Home | About | Sematext search-lucene.com search-hadoop.com
 Search Hadoop and all its subprojects:

Switch to Threaded View
HBase >> mail # user >> High cpu usage on a region server


Copy link to this message
-
Re: High cpu usage on a region server
Not that I am aware of. Reduce the HFile block size will lessen this problem (but then cause other issues).

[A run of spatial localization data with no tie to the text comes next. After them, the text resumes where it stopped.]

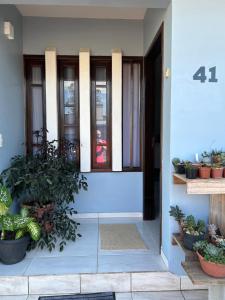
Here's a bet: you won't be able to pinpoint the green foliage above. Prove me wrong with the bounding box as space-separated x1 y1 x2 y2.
0 184 12 216
183 215 205 235
169 206 185 224
194 240 225 265
0 132 88 251
172 158 180 167
201 151 211 158
0 184 41 241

It's just a fix to the RegexStringFilter. You can just recompile that and deploy it to the RegionServers (need to make it's in the class path before the HBase jars).
Probably easier to roll a new release. It's a shame we did not see this earlier.
-- Lars

________________________________
 From: OpenSource Dev <[EMAIL PROTECTED]>
To: [EMAIL PROTECTED]; lars hofhansl <[EMAIL PROTECTED]>
Sent: Thursday, September 12, 2013 9:52 AM
Subject: Re: High cpu usage on a region server
 

Thanks Lars.

Are there any other workarounds for this issue until we get the fix ?
If not we might have to do the patch and rollout custom pkg.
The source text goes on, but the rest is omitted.